10. Hukuk Dairesi 2015/13032 E. , 2015/11607 K.
"İçtihat Metni"Mahkemesi : İş Mahkemesi
Dava, Alman Rant Sigortası"na giriş tarihi olan 02.05.1980 tarihinin Türkiye’de sigortalılık başlangıç tarihi olarak kabul edilmesi gerektiğinin tespitini istemiştir.
Mahkemece, bozma ilamına uyularak, ilâmında belirtilen gerekçe ile konusuz kalan dava hakkında karar verilmesine yer olmadığına dair karar verilmiştir.
Hükmün, davalı Kurum vekili tarafından temyiz edilmesi üzerine, temyiz isteklerinin süresinde olduğu anlaşıldıktan ve Tetkik Hâkimi ... tarafından düzenlenen raporla dosyadaki kâğıtlar okunduktan sonra işin gereği düşünüldü ve aşağıdaki karar tespit edildi.

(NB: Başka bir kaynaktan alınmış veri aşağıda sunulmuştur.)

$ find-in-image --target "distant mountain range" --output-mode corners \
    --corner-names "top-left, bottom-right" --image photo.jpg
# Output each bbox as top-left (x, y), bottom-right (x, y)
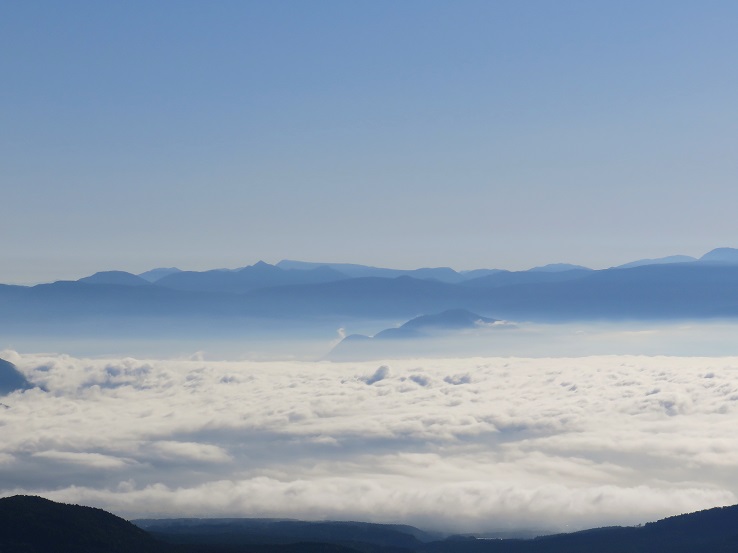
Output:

Somut olayda; davac...sigortasına giriş tarihi olan 02.05.1980 tarihini Türkiye’de sigortalılık başlangıç tarihi olarak tespitini istemiş, mahkemece istem gibi davanın kabulüne dair hükmün davalı Kurum vekili tarafından temyiz edilmesi üzerine Dairemizce Almanya ülkesindeki prim iadesi bulunup bulunmadığı araştırılması ve sonucuna göre 6552 sayılı Yasa kapsamında Kurum tarafından çıkartılan 29.09.2014 tarih ve 2014/27 sayılı Genelgede gözetilerek, davacıya anılan Genelge kapsamında Kuruma başvurması için süre verilerek uyuşmazlığın devam edip etmediğinin belirlendikten sonra, sonucuna göre karar verilmesi yönünde hükmün bozulmasına karar verilmiş, mahkemece, bozma ilamına uyulmuş, mahkemece, E-SGM’den çıkartılan hizmet bilgisindeki Kurum tarafından kabul edilen 15.09.1977 – 15.09.1984 tarihleri arası yurtdışı borçlanılan dönem esas alınarak Kurumun ilk işe giriş tarihi olarak kabul ettiği dönemin istem tarihinden daha önceki bir tarih olan 15.09.1977 tarihi olduğundan bahisle davanın konusuz kaldığından bahisle karar verilmesine yer olmadığına dair hüküm kurulmuştur.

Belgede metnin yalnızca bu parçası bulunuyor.